Maybe we can just chalk it up to Slott wanting to portray Peter as being somewhat corrupted because of money and using Hobie, but it just doesn’t resonate with Peter, because it feels like he knows it’s a suicide mission for some reason and is sending in somebody to do his dirty work to save his hide. It’s a move that felt out of place in a Spider-Man comic. (then again, there’s been a ton of those recently.)
I’m, for once, intrigued to see where Francine goes as a character. Hopefully they don’t just keep her on one character trait and have her only indulge in her power, and have some drawbacks to her powers that give her dimension or something along those lines besides AnubiJackal’s pill. I’m just really worried that Slott has done a good job establishing a character we thought long gone and making them relevant again only to provide little to no development before. I’m also a little uninvested in her character, seeing as how she only appeared in one issue, and even then the character has shifted personalities a bit since her last appearance. I guess I should approach her with cautious optimism and see how she holds up in the future.
(Also, Slott brought back the old Electro costume? Really?)
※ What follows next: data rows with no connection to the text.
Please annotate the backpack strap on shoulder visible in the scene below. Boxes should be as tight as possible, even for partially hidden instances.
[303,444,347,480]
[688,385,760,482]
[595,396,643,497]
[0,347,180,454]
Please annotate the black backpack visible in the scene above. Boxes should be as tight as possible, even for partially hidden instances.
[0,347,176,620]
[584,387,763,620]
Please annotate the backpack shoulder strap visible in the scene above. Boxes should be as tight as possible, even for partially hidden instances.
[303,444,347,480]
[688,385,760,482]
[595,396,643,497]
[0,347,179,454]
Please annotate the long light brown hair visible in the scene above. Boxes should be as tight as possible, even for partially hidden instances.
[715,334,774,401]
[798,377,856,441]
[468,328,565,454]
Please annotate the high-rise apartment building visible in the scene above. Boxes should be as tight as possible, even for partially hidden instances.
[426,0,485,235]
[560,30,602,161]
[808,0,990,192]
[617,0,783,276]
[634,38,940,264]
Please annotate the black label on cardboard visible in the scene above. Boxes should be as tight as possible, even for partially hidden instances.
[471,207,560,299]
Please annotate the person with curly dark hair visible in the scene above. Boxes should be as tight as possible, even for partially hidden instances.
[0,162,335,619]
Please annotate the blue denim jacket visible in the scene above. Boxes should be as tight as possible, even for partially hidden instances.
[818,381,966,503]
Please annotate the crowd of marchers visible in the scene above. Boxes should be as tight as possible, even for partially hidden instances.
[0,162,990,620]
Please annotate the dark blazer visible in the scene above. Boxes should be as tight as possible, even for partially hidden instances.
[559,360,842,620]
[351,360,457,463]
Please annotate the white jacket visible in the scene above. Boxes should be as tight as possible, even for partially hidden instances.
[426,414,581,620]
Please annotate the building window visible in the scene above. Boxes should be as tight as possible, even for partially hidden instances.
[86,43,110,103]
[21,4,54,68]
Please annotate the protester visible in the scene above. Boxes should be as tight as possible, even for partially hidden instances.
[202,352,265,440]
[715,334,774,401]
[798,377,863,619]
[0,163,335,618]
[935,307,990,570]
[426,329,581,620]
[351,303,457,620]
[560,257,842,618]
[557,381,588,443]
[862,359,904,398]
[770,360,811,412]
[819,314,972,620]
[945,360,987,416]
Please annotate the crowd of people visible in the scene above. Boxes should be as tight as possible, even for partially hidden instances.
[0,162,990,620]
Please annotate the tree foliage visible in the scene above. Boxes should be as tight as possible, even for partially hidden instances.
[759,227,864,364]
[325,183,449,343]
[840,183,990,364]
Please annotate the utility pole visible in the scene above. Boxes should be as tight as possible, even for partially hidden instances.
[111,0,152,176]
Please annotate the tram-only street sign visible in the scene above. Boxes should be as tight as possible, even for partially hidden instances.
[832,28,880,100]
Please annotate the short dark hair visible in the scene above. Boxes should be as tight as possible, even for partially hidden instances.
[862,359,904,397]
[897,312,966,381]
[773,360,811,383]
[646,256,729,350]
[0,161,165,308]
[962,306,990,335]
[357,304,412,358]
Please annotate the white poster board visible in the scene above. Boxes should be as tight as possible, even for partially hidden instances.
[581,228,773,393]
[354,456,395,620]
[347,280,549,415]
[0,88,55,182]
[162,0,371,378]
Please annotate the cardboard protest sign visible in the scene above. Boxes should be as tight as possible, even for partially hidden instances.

I can’t really say I was disappointed with this issue, though I’ve got the feeling I’m going to be in a very distinct minority. Though it speaks volumes about how Spider-Man never even went into action, and Peter was barely featured, it was still a story that I was happy I read; a nice non sequitur. The art was fantastic (I need to ring this guy up) and Slott actually wrote a story that I felt somewhat invested in, though given that Hobie is now a clone, I’m gonna find it a little hard to be invested in him. I should point out that most of my problems with this comic lie in the stuff established here not being delved into and elaborated upon in the future, rather than being a problem with the comic itself. The quarantine is over for now, folks! Enjoy the comic for at least one issue.
Final Grade: B+
Brownie Points: Find all of the pop culture references in the plot recap and tell me them in the comments section and where they’re from. First one to find all of them (There are four) gets a no-prize (autographed by yours truly.) I masked them a bit better than Slott if that makes my review a bit more “relevant”.
Side Note: Has anybody else noticed that none of the other Marvel properties have mentioned Webware so far? This begins my new theory that the current volume of ASM takes place in a parallel reality.